France’s anti-immigrant, anti-euro National Front party could win two regions in local elections next month and might get as many votes as its conservative and centrist rivals combined, according to opinion polls published on Sunday.
Marine Le Pen’s National Front would get 28 percent of votes in the first round of elections starting Dec. 6, the same as a combination of parties including Nicolas Sarkozy’s Republicans and the centrist MoDem, according to an Ifop opinion poll published in Le Journal du Dimanche newspaper. President Francois Hollande’s Socialists would get 22 percent, with as many as 54 percent of voters abstaining, according to the survey.
A separate BVA poll showed Le Pen’s party could win the Province-Alpes-Cotes-d’Azur and Nord-Pas-de-Calais-Picardie regions if the traditional right and left parties don’t agree on a way to block it.

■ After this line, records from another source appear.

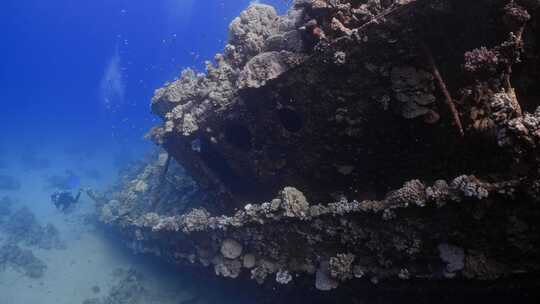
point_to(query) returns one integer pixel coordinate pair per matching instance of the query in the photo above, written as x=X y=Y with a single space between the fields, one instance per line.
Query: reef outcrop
x=349 y=140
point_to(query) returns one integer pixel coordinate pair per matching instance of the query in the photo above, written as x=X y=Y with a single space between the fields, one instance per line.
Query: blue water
x=56 y=54
x=76 y=80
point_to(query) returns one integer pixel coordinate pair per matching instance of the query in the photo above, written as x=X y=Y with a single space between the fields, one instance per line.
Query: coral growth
x=298 y=157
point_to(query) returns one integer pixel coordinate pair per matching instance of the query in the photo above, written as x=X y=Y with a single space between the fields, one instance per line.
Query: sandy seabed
x=88 y=267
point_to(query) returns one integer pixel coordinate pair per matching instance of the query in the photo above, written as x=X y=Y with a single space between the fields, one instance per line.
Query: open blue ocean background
x=86 y=70
x=76 y=82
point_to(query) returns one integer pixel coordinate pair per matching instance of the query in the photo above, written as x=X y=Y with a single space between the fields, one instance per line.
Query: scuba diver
x=65 y=199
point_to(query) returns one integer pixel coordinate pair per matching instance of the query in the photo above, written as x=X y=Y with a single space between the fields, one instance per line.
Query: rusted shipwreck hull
x=350 y=139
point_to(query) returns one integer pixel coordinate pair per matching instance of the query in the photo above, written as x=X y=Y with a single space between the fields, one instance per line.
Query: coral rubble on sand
x=20 y=228
x=350 y=140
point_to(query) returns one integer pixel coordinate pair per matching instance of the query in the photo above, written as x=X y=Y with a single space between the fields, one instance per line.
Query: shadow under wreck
x=351 y=140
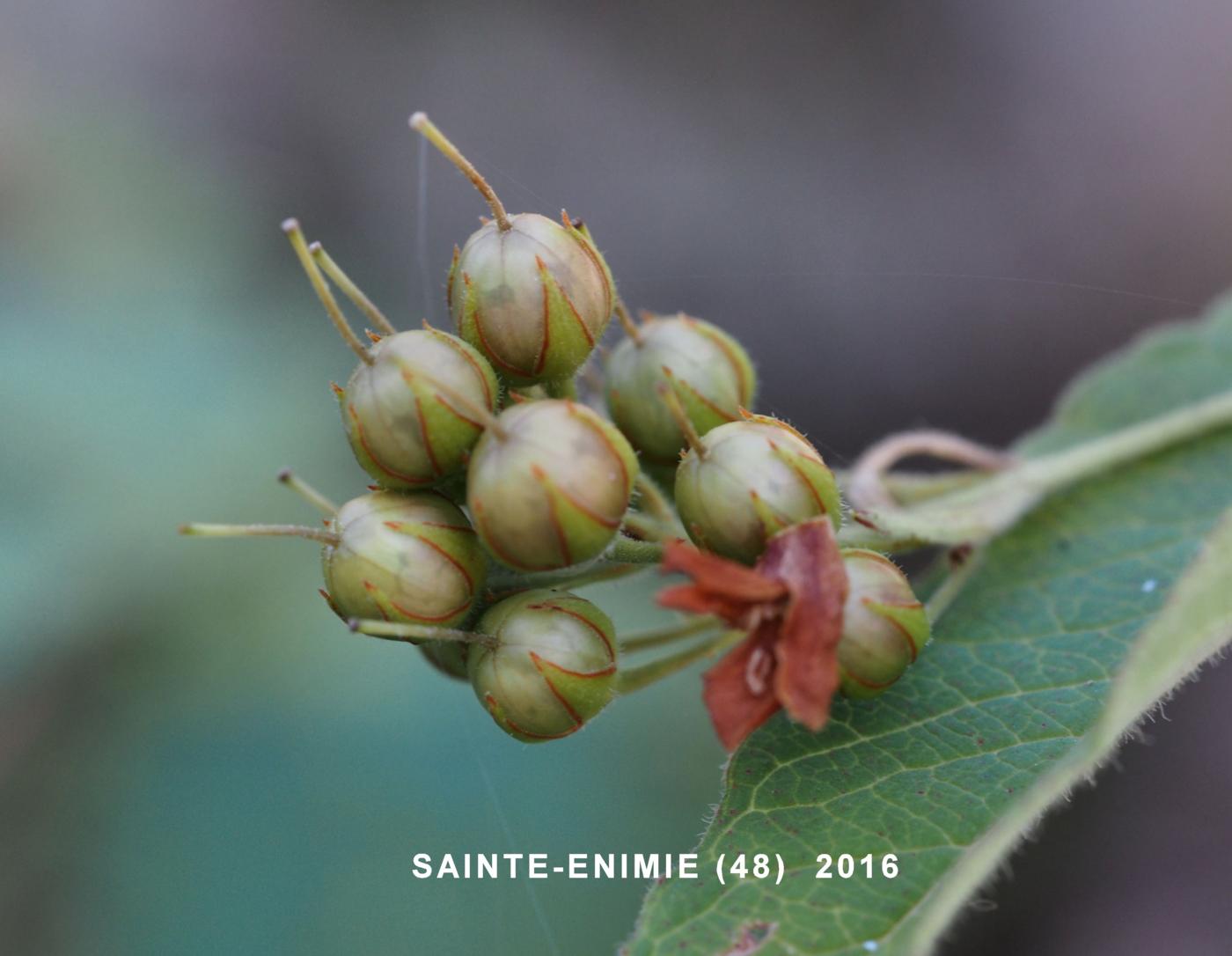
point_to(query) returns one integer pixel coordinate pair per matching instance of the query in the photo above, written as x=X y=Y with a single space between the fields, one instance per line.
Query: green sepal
x=568 y=340
x=578 y=533
x=819 y=478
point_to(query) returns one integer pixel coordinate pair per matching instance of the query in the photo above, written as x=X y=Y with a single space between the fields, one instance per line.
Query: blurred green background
x=911 y=213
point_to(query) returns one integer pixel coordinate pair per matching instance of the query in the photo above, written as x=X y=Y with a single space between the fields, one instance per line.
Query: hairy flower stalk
x=496 y=493
x=532 y=293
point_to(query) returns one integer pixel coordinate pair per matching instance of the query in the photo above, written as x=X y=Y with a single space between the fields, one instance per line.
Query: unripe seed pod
x=407 y=412
x=533 y=297
x=749 y=480
x=706 y=367
x=412 y=558
x=552 y=666
x=548 y=484
x=884 y=625
x=447 y=657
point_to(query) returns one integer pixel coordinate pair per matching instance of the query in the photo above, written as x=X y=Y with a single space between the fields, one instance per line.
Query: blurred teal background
x=912 y=216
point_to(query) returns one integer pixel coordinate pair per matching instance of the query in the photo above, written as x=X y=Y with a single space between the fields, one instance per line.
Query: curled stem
x=350 y=290
x=291 y=227
x=314 y=533
x=671 y=634
x=866 y=482
x=307 y=492
x=977 y=512
x=647 y=674
x=422 y=125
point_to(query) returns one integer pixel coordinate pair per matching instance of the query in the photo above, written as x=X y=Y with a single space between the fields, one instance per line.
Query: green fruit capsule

The conservatives are seen winning in four regions, including Ile-de-France, which encompasses Paris and its suburbs, while the Socialists may retain three regions. The outcome is uncertain in three regions, including Normandy.
The regional elections are the first political test for Hollande since the Nov. 13 terrorist attacks in Paris that killed 130 people. With the country reeling from the violence and grappling with border controls, National Front candidates are showing “a significant increase” in support across the country, BVA said.